When using `authentication_mode = "API_AND_CONFIG_MAP"` and there are entries that will remain in the configmap (entries that cannot be replaced by cluster access entry), you will first need to update the `authentication_mode` on the cluster to `"API_AND_CONFIG_MAP"`. To help make this upgrade process easier, a copy of the changes defined in the [`v20.0.0`](https://github.com/terraform-aws-modules/terraform-aws-eks/pull/2858) PR have been captured [here](https://github.com/clowdhaus/terraform-aws-eks-v20-migrate) but with the `aws-auth` components still provided in the module. This means you get the equivalent of the `v20.0.0` module, but it still includes support for the `aws-auth` configmap. You can follow the provided README on that interim migration module for the order of execution and return here once the `authentication_mode` has been updated to `"API_AND_CONFIG_MAP"`. Note - EKS automatically adds access entries for the roles used by EKS managed nodegroups and Fargate profiles; users do not need to do anything additional for these roles.
Once the `authentication_mode` has been updated, next you will need to remove the configmap from the statefile to avoid any disruptions:
> [!NOTE]
> This is only required if there are entries that will remain in the `aws-auth` ConfigMap after migrating. Otherwise, you can skip this step and let Terraform destroy the ConfigMap.
```sh
terraform state rm 'module.eks.kubernetes_config_map_v1_data.aws_auth[0]'
terraform state rm 'module.eks.kubernetes_config_map.aws_auth[0]' # include if Terraform created the original configmap
```
#### 鈩癸笍 Terraform 1.7+ users
If you are using Terraform `v1.7+`, you can utilize the [`remove`](https://developer.hashicorp.com/terraform/language/resources/syntax#removing-resources) to facilitate both the removal of the configmap through code.
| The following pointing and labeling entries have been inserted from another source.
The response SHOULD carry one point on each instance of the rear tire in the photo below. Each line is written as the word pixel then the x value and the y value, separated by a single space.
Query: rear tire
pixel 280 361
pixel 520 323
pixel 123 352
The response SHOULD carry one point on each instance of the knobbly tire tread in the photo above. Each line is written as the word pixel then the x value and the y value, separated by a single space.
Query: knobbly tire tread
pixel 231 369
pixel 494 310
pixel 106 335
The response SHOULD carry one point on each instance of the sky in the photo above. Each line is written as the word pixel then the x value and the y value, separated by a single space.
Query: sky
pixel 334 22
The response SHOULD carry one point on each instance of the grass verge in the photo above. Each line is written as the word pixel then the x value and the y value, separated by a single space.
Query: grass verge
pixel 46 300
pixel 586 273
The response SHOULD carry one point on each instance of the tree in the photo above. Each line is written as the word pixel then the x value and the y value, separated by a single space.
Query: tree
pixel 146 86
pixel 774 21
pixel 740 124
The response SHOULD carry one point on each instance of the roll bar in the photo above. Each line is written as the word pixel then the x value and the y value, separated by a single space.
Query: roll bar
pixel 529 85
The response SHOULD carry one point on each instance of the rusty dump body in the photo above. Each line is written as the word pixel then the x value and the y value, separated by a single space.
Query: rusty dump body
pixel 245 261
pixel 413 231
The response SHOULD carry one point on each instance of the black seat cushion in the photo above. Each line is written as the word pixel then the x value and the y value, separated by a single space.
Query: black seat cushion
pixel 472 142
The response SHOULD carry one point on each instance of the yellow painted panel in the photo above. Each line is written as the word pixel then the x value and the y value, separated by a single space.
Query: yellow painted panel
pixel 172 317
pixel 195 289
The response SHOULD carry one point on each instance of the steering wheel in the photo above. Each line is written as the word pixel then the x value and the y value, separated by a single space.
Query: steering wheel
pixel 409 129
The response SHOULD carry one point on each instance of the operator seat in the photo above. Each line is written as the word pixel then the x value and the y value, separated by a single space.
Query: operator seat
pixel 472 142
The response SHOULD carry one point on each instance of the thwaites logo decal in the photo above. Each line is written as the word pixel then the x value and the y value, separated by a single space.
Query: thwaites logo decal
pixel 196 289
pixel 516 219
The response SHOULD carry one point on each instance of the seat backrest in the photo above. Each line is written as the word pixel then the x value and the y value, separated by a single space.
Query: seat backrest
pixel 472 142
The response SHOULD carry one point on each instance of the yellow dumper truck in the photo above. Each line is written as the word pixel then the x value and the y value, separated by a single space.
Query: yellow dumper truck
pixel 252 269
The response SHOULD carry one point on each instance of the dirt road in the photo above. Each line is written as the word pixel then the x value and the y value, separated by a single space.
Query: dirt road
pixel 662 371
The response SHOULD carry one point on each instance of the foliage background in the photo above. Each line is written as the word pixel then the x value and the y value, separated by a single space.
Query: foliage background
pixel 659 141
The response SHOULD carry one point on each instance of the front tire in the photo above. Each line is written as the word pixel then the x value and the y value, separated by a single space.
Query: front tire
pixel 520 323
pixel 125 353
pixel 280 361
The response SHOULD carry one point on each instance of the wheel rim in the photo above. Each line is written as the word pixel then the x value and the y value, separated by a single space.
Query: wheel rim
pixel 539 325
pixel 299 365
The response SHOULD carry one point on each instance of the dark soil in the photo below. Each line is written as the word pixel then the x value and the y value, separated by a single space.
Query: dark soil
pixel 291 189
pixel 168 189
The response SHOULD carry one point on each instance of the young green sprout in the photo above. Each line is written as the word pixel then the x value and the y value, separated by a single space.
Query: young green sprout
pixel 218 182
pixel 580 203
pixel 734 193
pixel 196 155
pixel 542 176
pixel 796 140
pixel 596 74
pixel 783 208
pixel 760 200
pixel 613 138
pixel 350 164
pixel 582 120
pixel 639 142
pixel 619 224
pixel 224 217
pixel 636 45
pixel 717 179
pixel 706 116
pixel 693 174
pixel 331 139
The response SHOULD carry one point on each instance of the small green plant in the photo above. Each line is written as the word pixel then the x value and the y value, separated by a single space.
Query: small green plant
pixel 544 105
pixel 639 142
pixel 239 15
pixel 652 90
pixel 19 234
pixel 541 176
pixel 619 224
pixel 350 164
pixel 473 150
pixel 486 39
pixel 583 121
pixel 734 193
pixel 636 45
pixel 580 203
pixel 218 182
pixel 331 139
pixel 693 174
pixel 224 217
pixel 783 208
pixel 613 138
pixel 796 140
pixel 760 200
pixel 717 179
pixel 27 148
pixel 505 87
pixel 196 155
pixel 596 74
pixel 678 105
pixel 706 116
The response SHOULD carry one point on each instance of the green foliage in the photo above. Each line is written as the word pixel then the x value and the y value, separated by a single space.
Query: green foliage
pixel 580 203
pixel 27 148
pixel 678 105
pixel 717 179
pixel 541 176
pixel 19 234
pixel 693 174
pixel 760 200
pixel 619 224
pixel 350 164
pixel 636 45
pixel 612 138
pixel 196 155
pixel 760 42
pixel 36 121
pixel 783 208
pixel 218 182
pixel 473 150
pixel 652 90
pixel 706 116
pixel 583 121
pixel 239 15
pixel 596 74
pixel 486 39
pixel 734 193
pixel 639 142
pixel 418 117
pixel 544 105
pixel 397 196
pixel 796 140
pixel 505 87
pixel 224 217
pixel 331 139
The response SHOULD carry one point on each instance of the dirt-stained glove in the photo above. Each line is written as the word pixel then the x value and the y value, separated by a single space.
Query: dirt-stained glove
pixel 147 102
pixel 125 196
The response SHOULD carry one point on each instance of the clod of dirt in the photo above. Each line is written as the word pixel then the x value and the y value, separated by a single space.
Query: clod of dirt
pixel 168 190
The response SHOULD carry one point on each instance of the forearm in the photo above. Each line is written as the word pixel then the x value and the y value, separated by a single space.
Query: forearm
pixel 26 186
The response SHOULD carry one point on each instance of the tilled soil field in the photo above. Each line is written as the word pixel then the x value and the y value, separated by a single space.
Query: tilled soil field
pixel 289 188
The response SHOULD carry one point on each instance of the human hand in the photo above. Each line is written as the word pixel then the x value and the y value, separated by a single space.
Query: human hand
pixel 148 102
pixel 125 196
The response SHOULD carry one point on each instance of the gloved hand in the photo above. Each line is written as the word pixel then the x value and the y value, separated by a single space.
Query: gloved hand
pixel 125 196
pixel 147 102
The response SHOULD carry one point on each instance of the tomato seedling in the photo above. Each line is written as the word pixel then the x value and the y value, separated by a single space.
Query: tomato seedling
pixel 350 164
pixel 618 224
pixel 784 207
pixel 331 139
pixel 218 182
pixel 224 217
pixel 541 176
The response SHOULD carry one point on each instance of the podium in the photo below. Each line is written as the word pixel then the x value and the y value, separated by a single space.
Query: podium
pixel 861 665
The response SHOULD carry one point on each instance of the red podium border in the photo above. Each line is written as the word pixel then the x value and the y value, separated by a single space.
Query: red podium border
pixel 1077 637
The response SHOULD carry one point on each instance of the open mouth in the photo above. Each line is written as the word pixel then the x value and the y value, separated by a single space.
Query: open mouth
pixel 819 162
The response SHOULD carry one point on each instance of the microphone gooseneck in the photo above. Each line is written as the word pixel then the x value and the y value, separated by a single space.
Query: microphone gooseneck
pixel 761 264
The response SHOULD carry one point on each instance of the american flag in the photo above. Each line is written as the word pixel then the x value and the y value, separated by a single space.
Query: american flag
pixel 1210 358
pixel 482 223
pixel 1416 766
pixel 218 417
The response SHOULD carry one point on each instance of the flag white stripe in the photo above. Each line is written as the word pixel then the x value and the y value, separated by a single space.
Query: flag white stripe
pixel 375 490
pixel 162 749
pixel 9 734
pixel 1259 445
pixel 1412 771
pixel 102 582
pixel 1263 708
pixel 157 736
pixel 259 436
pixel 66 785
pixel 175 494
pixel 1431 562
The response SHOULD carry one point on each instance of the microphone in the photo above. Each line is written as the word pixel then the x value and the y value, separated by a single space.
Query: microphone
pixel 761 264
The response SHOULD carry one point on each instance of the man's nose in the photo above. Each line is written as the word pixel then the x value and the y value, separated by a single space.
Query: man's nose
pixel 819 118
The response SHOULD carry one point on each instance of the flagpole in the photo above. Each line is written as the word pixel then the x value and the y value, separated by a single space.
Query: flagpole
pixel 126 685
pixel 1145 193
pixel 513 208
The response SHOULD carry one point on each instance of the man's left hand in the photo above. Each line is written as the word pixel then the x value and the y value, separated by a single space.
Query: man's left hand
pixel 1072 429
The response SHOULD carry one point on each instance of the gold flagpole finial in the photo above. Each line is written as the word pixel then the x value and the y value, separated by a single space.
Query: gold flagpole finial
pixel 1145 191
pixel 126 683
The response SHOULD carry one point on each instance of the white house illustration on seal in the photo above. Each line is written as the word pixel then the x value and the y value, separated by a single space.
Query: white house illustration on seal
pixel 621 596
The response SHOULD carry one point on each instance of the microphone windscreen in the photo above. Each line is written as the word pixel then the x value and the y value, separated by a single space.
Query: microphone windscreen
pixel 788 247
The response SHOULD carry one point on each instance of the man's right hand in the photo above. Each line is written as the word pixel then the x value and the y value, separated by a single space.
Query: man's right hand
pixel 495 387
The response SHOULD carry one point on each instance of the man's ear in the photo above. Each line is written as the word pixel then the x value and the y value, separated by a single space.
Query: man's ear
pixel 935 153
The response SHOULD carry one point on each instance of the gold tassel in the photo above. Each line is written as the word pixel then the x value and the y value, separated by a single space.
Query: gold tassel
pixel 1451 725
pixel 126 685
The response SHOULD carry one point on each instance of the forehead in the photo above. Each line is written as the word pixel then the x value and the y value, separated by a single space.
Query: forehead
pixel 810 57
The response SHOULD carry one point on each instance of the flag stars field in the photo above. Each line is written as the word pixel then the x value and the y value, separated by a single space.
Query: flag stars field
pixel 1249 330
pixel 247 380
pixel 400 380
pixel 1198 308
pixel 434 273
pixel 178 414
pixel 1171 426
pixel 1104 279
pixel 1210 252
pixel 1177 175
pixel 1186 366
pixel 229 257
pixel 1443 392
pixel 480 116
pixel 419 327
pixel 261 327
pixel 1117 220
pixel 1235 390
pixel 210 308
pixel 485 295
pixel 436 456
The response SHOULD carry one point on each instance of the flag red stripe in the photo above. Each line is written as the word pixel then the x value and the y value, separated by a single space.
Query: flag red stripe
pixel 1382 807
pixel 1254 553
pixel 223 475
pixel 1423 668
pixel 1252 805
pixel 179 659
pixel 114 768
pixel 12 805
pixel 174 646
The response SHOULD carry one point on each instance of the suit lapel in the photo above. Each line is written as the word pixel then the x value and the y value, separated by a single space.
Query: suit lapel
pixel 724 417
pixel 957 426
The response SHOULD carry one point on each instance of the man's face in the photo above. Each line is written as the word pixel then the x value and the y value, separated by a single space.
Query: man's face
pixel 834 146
You can create a fork/clone of the provided [migration module](https://github.com/clowdhaus/terraform-aws-eks-migrate-v19-to-v20) and add the `remove` blocks and apply those changes before proceeding. We do not want to force users onto the bleeding edge with this module, so we have not included `remove` support at this time.
Once the configmap has been removed from the statefile, you can add the new `aws-auth` sub-module and copy the relevant definitions from the EKS module over to the new `aws-auth` sub-module definition (see before after diff above). When you apply the changes with the new sub-module, the configmap in the cluster will get updated with the contents provided in the sub-module definition, so please be sure all of the necessary entries are added before applying the changes. In the before/example above - the configmap would remove any entries for roles used by nodegroups and/or Fargate Profiles, but maintain the custom entries for users and roles passed into the module definition.
### authentication_mode = "API"
In order to switch to `API` only using cluster access entry, you first need to update the `authentication_mode` on the cluster to `API_AND_CONFIG_MAP` without modifying the `aws-auth` configmap. To help make this upgrade process easier, a copy of the changes defined in the [`v20.0.0`](https://github.com/terraform-aws-modules/terraform-aws-eks/pull/2858) PR have been captured [here](https://github.com/clowdhaus/terraform-aws-eks-v20-migrate) but with the `aws-auth` components still provided in the module. This means you get the equivalent of the `v20.0.0` module, but it still includes support for the `aws-auth` configmap. You can follow the provided README on that interim migration module for the order of execution and return here once the `authentication_mode` has been updated to `"API_AND_CONFIG_MAP"`. Note - EKS automatically adds access entries for the roles used by EKS managed nodegroups and Fargate profiles; users do not need to do anything additional for these roles.
Once the `authentication_mode` has been updated, you can update the `authentication_mode` on the cluster to `API` and remove the `aws-auth` configmap components.